By: David Tanovich Published on Thu Nov 06 2014
As a law professor and one who teaches legal ethics, one of the most troubling parts of the Jian Ghomeshi story for me is the question of the ethics of the civil lawsuit filed by his lawyers against the CBC for a staggering $55 million.
There are serious systemic problems in our justice system surrounding the treatment of sexual assault complainants. There is a culture of intimidation, denial and blaming by police, lawyers, judges and juries that plays a significant role in explaining why so many women do not report their assault and why there are more acquittals in sexual assault cases than for any other offence
In my view, lawyers have played a significant role in the silencing of sexual assault. Anyone familiar with the criminal justice system will tell you, if they are honest, that lawyers appear willing to be more zealous in defending a client charged with sexual assault than for any other offence. Indeed, one prominent Ottawa lawyer once told a group of young budding lawyers that their role in cross-examining a sexual assault complaint is to “whack the complainant … if you destroy the complainant … you destroy the head … you’ve got to attack the complainant hard with all you’ve got.” More recently, a senior member of the bar told a group of lawyers that their job was to “kill” the complainant in cross-examination.
That then brings me to the Ghomeshi lawsuit. Is it another example of the complicity of lawyers in the silencing of sexual assault complainants? If yes, is it ethical for lawyers to follow the instructions of a client to accomplish that purpose?
A number of leading employment lawyers in Canada have been quoted as saying that the lawsuit is frivolous and has no chance of success. Brian Radnoff of Lerners has said that “the document reads more as a publicity stunt than a serious legal challenge.” Howard Levitt of Levitt & Grosman is quoted as saying that “as a unionized employee, [Ghomeshi] has no recourse to sue — and that he and his lawyers must know that.” In other words, the law only grants Ghomeshi the right to seek a remedy pursuant to his collective agreement and not through the civil courts.

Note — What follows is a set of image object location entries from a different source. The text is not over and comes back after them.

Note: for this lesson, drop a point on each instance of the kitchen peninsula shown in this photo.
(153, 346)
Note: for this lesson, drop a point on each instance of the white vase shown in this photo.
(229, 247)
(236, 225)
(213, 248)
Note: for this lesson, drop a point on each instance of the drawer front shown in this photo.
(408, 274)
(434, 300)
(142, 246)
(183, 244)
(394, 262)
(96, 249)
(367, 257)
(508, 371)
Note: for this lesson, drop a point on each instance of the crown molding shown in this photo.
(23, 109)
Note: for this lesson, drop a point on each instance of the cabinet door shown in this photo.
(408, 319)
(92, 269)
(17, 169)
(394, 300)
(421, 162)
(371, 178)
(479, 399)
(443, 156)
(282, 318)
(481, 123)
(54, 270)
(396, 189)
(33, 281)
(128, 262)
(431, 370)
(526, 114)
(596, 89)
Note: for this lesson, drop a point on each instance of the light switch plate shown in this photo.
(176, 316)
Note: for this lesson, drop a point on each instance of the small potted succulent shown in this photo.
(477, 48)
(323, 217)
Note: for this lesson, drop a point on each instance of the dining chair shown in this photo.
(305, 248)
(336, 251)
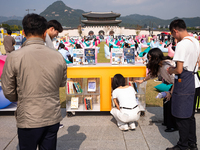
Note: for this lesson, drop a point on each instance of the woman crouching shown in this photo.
(126, 111)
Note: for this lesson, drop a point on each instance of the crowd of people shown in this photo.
(32, 77)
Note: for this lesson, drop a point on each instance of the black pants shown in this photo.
(169, 119)
(187, 127)
(45, 138)
(187, 131)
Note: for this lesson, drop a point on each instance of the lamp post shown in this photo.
(30, 10)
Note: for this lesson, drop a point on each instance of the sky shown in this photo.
(163, 9)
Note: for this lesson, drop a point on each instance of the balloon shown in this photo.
(170, 51)
(3, 101)
(1, 67)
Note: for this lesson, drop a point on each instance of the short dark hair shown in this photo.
(61, 45)
(54, 23)
(9, 32)
(118, 80)
(155, 62)
(178, 24)
(34, 24)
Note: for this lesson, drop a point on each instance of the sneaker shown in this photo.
(132, 126)
(124, 127)
(61, 126)
(157, 80)
(176, 148)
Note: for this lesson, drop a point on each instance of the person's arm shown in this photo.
(145, 79)
(116, 103)
(169, 94)
(8, 81)
(64, 78)
(176, 70)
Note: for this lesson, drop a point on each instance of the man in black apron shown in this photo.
(186, 56)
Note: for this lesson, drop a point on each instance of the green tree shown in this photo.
(6, 26)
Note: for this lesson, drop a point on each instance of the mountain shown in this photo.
(3, 19)
(145, 20)
(65, 15)
(70, 17)
(13, 22)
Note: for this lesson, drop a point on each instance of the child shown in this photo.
(126, 111)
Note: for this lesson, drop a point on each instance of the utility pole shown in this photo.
(30, 10)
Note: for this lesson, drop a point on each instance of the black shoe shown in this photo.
(174, 148)
(170, 129)
(193, 146)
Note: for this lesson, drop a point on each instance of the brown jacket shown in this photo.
(31, 77)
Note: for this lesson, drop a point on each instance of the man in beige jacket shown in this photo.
(31, 77)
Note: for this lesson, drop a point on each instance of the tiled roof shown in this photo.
(101, 14)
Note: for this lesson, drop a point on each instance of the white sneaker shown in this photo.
(132, 126)
(124, 127)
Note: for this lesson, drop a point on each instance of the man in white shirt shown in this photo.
(53, 29)
(183, 101)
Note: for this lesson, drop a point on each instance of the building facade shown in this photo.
(101, 19)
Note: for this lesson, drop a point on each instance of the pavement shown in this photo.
(98, 131)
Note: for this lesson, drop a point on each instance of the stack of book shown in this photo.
(74, 102)
(88, 103)
(122, 56)
(73, 87)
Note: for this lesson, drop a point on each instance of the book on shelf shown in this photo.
(89, 56)
(134, 85)
(73, 87)
(129, 55)
(78, 56)
(74, 102)
(88, 103)
(70, 89)
(117, 56)
(79, 87)
(91, 85)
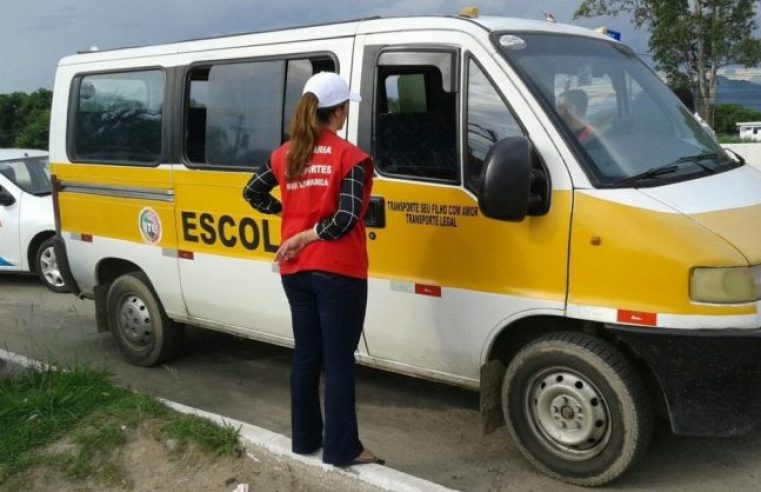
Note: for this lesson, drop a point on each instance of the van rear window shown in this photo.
(118, 117)
(239, 112)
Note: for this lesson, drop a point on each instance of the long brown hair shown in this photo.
(306, 126)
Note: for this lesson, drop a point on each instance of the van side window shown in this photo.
(118, 117)
(489, 121)
(239, 112)
(415, 132)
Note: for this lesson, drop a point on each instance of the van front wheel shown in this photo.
(145, 334)
(576, 408)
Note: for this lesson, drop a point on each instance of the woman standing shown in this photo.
(325, 185)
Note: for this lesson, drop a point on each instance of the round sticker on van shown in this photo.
(150, 225)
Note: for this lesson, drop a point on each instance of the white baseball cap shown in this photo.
(330, 89)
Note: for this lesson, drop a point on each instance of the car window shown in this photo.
(118, 117)
(239, 112)
(489, 121)
(415, 131)
(31, 174)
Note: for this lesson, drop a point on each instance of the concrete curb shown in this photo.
(378, 476)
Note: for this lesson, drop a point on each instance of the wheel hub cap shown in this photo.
(135, 322)
(49, 268)
(569, 414)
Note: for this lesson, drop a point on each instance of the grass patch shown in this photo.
(222, 441)
(84, 408)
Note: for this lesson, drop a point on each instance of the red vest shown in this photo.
(313, 197)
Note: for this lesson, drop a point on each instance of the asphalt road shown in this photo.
(422, 428)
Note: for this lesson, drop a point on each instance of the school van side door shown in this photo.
(237, 109)
(430, 113)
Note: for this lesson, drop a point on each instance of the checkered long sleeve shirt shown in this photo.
(257, 194)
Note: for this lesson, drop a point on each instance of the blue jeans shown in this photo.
(327, 312)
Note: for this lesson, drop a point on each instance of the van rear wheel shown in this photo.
(576, 408)
(145, 334)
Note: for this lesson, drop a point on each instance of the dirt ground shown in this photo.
(147, 464)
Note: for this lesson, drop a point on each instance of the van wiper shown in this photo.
(696, 159)
(649, 174)
(671, 168)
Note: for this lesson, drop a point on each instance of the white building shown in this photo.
(750, 130)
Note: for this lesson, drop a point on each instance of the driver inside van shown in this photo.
(572, 108)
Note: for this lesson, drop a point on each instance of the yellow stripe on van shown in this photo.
(643, 259)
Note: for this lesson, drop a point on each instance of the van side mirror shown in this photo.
(6, 198)
(514, 182)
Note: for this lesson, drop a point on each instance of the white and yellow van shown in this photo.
(549, 224)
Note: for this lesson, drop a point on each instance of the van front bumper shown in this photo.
(711, 379)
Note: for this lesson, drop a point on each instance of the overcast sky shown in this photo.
(35, 34)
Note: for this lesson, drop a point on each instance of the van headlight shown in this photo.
(734, 285)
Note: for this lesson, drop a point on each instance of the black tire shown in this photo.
(577, 408)
(138, 322)
(46, 266)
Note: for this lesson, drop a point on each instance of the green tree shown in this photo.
(24, 119)
(691, 39)
(10, 117)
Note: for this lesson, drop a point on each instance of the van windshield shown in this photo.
(31, 174)
(628, 127)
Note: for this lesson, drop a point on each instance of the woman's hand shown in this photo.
(291, 248)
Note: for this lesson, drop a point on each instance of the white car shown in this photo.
(27, 223)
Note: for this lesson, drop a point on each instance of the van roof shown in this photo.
(11, 154)
(339, 29)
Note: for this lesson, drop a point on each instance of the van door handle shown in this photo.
(376, 212)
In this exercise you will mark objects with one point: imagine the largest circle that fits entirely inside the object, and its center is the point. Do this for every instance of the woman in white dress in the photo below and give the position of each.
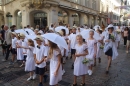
(92, 51)
(55, 64)
(19, 49)
(99, 44)
(118, 30)
(80, 69)
(110, 48)
(30, 63)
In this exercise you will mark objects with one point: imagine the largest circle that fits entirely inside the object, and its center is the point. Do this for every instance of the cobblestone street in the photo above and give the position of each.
(12, 75)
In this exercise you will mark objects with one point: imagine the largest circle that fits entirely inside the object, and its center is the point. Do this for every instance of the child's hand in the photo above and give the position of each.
(55, 73)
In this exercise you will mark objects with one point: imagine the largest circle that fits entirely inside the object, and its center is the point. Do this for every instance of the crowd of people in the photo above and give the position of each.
(35, 53)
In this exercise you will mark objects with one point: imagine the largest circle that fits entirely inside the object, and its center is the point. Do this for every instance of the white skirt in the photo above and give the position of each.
(79, 67)
(20, 54)
(55, 79)
(30, 64)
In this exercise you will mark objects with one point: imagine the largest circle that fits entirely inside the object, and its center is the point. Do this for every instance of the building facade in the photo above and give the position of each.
(44, 12)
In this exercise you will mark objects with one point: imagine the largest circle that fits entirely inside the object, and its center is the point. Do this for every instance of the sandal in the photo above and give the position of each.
(74, 84)
(82, 84)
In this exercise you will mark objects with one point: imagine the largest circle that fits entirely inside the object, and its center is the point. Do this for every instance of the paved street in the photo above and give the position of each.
(119, 73)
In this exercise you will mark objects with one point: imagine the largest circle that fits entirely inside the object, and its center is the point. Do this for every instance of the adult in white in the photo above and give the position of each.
(110, 45)
(72, 42)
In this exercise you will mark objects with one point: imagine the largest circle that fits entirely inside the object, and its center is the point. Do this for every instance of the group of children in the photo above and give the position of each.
(35, 53)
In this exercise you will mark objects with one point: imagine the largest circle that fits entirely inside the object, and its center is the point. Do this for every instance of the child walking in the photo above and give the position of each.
(13, 47)
(19, 49)
(40, 53)
(99, 44)
(92, 50)
(30, 63)
(25, 44)
(80, 69)
(55, 64)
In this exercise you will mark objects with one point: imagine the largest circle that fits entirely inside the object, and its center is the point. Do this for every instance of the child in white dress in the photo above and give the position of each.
(13, 47)
(19, 49)
(92, 50)
(99, 44)
(40, 54)
(30, 63)
(55, 64)
(80, 69)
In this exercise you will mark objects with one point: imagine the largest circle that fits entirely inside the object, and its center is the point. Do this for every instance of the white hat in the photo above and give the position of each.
(74, 27)
(60, 32)
(109, 26)
(14, 33)
(39, 38)
(22, 35)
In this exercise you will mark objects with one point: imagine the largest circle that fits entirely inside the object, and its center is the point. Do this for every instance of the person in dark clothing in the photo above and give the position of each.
(2, 38)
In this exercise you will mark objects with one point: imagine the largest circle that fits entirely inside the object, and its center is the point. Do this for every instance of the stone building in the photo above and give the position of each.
(45, 12)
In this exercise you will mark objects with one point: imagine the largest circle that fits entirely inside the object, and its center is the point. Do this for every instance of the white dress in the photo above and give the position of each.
(30, 63)
(53, 66)
(91, 50)
(79, 67)
(19, 50)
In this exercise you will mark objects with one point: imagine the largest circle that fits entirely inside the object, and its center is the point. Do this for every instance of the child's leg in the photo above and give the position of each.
(75, 79)
(41, 78)
(99, 60)
(83, 79)
(94, 61)
(109, 62)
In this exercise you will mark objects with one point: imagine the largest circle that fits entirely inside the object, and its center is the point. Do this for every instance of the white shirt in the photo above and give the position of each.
(14, 40)
(25, 44)
(40, 54)
(72, 38)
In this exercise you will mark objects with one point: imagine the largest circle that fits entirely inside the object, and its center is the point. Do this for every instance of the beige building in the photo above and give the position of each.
(44, 12)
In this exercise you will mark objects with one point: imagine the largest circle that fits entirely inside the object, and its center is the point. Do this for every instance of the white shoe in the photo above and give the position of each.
(34, 76)
(30, 78)
(63, 72)
(90, 73)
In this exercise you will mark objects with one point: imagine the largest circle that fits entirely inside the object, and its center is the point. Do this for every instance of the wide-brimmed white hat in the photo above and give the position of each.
(74, 27)
(60, 32)
(39, 38)
(14, 33)
(110, 25)
(22, 35)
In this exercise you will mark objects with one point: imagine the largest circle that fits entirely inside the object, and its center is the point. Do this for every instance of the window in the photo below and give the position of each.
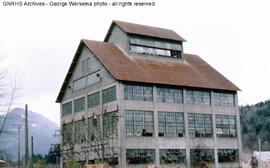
(79, 104)
(67, 108)
(200, 125)
(198, 156)
(93, 100)
(226, 125)
(139, 123)
(109, 95)
(142, 93)
(67, 133)
(140, 156)
(172, 156)
(223, 99)
(79, 131)
(198, 97)
(93, 78)
(85, 65)
(79, 84)
(94, 130)
(171, 124)
(155, 47)
(227, 155)
(169, 95)
(110, 121)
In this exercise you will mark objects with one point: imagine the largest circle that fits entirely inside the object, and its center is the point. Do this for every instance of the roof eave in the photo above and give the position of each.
(68, 75)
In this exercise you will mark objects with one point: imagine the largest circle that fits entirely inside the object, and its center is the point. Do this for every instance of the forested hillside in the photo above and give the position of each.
(255, 124)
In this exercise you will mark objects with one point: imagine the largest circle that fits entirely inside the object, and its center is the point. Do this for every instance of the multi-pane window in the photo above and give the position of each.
(67, 133)
(79, 104)
(227, 155)
(169, 95)
(109, 95)
(85, 64)
(93, 78)
(140, 156)
(79, 84)
(171, 124)
(198, 97)
(198, 156)
(225, 125)
(200, 125)
(94, 129)
(139, 123)
(223, 99)
(93, 100)
(135, 92)
(79, 131)
(172, 156)
(67, 108)
(154, 47)
(110, 124)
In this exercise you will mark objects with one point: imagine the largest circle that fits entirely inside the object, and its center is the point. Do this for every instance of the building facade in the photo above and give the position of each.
(137, 99)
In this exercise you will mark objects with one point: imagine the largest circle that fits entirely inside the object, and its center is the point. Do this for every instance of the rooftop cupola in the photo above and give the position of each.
(145, 40)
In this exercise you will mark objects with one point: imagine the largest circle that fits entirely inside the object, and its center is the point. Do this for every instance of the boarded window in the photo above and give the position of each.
(227, 155)
(110, 121)
(226, 126)
(140, 156)
(93, 78)
(171, 124)
(169, 95)
(200, 125)
(201, 156)
(79, 104)
(94, 129)
(79, 84)
(223, 99)
(141, 93)
(67, 108)
(79, 131)
(172, 156)
(109, 95)
(93, 100)
(139, 123)
(67, 133)
(198, 97)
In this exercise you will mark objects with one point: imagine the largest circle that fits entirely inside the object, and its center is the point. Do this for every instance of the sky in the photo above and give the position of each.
(38, 43)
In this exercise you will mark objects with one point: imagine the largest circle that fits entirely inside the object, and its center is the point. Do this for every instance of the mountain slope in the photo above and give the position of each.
(255, 125)
(40, 128)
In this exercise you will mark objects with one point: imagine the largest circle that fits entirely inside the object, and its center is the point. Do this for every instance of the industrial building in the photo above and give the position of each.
(138, 99)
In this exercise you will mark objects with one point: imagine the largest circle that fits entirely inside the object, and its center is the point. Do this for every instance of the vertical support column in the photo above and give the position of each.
(26, 138)
(19, 145)
(188, 162)
(238, 128)
(121, 126)
(214, 129)
(155, 115)
(85, 151)
(61, 133)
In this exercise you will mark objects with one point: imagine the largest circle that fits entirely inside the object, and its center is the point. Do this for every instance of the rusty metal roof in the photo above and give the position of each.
(144, 30)
(193, 72)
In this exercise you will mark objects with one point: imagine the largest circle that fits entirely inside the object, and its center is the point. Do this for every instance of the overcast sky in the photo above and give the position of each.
(231, 35)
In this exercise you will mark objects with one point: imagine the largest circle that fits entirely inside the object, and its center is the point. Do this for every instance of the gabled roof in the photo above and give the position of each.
(138, 29)
(193, 72)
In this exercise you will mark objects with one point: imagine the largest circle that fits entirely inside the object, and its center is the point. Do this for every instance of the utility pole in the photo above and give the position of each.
(32, 150)
(259, 144)
(26, 138)
(19, 145)
(32, 147)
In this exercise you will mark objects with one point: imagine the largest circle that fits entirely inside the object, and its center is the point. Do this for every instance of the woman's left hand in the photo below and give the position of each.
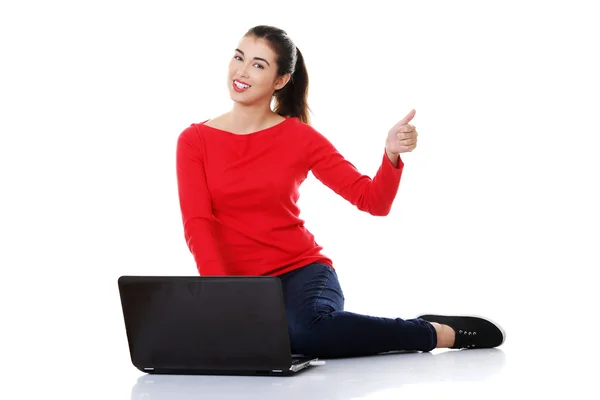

So why was it filed? Levitt gets it right, in my opinion, when he notes that the lawsuit is about “intimidating women from going public with allegations of assault at Ghomeshi’s hands” and that “his interest lies in doing his best to ensure both that his narrative prevails and that those with a different tale to tell are silenced. This multi-million-dollar action, however frivolous legally, might just accomplish both.”
None of these senior lawyers, however, have publicly questioned the ethics of the lawsuit notwithstanding their recognition of its chances of success and purpose.
While it is true that lawyers owe a duty of loyalty to their client, lawyers also owe a duty to the profession and the public and to ensure that their conduct does not bring the administration of justice into disrepute.
In Ontario, all lawyers must swear an oath (like the Hippocratic oath doctors swear) before they are eligible to practice law. Part of the oath contains the following commandment: “I shall not refuse causes of complaint reasonably founded, nor shall I promote suits upon frivolous pretenses.” The Rules of Professional Conduct also prohibit a lawyer from “instituting … proceedings which, although legal in themselves, are clearly motivated by malice on the part of the client and are brought solely for the purpose of injuring the other party.”
Now thinking about ethics rarely permits a definitive conclusion on any set of facts. For example, notwithstanding the prohibition on filing frivolous lawsuits, there may be a broader social purpose in doing so. A test case is one example. Another might be to draw attention to a systemic problem. None of those appear to be the case here.
If the purpose was to silence, in my view, the lawyers should have refused to accept the brief. This is a fundamental issue and an important part of our public discourse surrounding this case.
Lawyers and the public need to hear from our regulatory bodies about whether the profession is prepared to accept this as business as usual.
David Tanovich is a professor of law at the University of Windsor where he teaches and writes in the areas of criminal law, evidence and legal ethics.